Sara: Really sewing-centric post that probably should be on sewgeeky.com instead.

I frolicked about in my corset for a while this evening. Felt very saucy. The thing is just about finished; there's just a bias binding to do at the bottom and that certainly isn't enough to hold my attention, so it hasn't been done.

I also had Dennis take some measurements of me in the corset, so I can start working with my bodice pattern. I bought some orange gingham fabric tonight to use for the muslin. Gingham is great for fitting because you can see where the grainline is and it makes troubleshooting strange wrinkles and pulls much easier.

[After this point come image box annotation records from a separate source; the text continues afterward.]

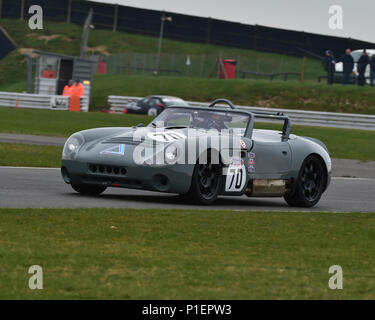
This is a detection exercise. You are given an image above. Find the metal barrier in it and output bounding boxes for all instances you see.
[0,92,89,112]
[108,96,375,130]
[241,70,301,81]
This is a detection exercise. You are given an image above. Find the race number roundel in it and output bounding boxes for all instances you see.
[225,159,246,192]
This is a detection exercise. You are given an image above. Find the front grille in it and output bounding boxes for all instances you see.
[102,137,160,147]
[102,137,142,145]
[88,164,127,176]
[81,175,142,188]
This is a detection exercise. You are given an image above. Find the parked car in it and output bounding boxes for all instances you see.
[103,95,189,116]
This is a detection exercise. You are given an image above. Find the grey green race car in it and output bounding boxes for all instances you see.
[61,99,331,207]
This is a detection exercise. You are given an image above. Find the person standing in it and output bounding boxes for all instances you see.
[73,79,85,97]
[63,80,73,97]
[357,49,370,86]
[324,50,336,85]
[337,49,354,85]
[370,54,375,87]
[43,64,55,79]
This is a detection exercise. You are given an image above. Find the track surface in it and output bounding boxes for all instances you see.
[0,167,375,212]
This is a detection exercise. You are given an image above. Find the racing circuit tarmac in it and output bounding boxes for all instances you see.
[0,167,375,212]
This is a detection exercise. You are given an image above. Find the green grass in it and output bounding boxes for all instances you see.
[0,19,324,90]
[0,108,152,137]
[0,143,62,168]
[0,19,375,114]
[0,209,375,299]
[0,108,375,162]
[90,75,375,114]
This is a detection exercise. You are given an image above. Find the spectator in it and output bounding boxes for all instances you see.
[357,49,370,86]
[73,79,85,97]
[337,49,354,85]
[63,80,73,97]
[370,54,375,87]
[43,64,55,79]
[324,50,336,85]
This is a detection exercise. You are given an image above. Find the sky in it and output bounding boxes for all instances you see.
[90,0,375,42]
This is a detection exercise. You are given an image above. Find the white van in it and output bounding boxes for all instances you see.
[335,49,375,83]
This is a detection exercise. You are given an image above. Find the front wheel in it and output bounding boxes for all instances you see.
[147,108,158,116]
[284,155,326,208]
[189,152,222,205]
[71,184,107,196]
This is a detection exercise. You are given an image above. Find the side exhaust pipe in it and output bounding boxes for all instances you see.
[246,180,286,197]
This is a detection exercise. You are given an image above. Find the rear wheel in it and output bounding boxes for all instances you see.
[147,108,158,116]
[284,155,326,207]
[189,152,222,205]
[71,184,107,196]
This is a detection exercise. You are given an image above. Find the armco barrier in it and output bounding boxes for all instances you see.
[0,92,88,111]
[108,96,375,130]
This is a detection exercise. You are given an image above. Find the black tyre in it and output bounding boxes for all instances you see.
[71,184,107,196]
[189,152,222,205]
[284,155,326,208]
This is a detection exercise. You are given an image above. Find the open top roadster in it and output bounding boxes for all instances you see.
[61,99,331,207]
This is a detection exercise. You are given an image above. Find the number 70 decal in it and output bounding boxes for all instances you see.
[225,165,246,192]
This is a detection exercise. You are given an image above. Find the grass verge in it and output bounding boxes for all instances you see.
[90,75,375,114]
[0,209,375,299]
[0,143,62,168]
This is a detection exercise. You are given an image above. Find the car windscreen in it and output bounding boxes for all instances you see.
[149,107,250,132]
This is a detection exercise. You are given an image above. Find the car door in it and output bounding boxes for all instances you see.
[251,141,292,174]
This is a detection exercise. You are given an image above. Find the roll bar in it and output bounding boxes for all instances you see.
[208,99,237,109]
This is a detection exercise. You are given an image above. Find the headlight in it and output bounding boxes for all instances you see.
[62,133,85,159]
[165,145,178,164]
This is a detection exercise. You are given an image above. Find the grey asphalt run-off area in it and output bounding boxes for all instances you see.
[0,167,375,212]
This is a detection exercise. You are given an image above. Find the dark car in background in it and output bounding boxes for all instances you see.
[105,95,189,116]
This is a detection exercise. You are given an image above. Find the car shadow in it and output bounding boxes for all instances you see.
[65,193,292,210]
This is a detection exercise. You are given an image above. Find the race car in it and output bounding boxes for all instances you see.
[61,99,331,207]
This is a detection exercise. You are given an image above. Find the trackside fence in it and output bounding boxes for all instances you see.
[0,92,89,111]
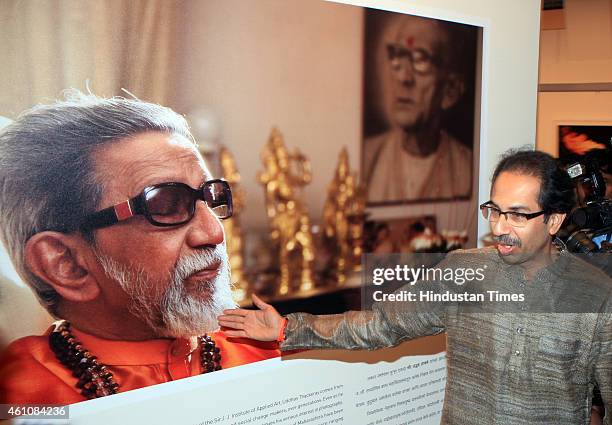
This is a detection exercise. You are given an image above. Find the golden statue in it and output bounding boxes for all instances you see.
[323,148,366,285]
[219,148,249,302]
[257,129,314,295]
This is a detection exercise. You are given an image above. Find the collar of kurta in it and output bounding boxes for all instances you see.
[70,325,198,366]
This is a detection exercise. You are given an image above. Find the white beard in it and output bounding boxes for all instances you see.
[96,245,236,338]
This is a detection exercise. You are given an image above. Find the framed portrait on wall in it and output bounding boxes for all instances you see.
[557,124,612,167]
[361,9,480,206]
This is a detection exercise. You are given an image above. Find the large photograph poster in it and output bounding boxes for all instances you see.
[70,335,446,425]
[361,9,479,206]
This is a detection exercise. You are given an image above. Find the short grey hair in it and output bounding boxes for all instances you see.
[0,90,193,315]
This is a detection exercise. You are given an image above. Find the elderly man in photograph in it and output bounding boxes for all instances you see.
[0,91,279,404]
[363,14,472,203]
[219,151,612,425]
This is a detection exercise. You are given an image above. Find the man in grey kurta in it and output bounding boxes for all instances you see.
[219,151,612,425]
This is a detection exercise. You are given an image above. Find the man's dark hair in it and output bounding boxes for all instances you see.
[0,90,195,314]
[491,149,576,221]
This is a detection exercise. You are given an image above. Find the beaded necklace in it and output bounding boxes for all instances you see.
[49,321,221,399]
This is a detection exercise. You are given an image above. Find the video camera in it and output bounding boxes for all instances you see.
[565,149,612,262]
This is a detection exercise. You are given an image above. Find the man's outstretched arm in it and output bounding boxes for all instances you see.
[219,296,444,350]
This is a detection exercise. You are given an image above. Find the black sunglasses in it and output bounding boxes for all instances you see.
[81,179,233,230]
[480,201,546,227]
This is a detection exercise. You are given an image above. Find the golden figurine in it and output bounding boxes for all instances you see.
[219,148,249,303]
[323,148,365,285]
[258,129,314,295]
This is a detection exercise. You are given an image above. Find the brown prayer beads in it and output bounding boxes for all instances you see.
[49,321,221,399]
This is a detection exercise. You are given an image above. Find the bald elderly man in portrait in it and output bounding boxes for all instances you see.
[0,92,279,404]
[363,14,472,203]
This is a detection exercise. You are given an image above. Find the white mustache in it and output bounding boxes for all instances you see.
[174,245,227,282]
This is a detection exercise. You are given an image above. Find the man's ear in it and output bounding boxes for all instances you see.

I almost bought black and white gingham, but then I realized that it made my brain hurt. The orange has much less contrast, and it was on sale due to Halloween. Which is good because I was at Stonemountain & Daughter and Poppy Fabrics both today and it's beginning to look a lot like...Halloween. The time of year when I try to avoid fabric stores. Most of the glitzy stuff I like is suddenly no longer on sale, because people who buy fabric once a year storm the place and don't know that they're paying the maximum possible amount. So, I shall lay low and play with my gingham for the rest of October. Once the pattern is ready, I just need to get underlining (probably silk organza) and then start in on the real thing.

And that's certainly more interesting than hearing about our dinner with rock stars, right?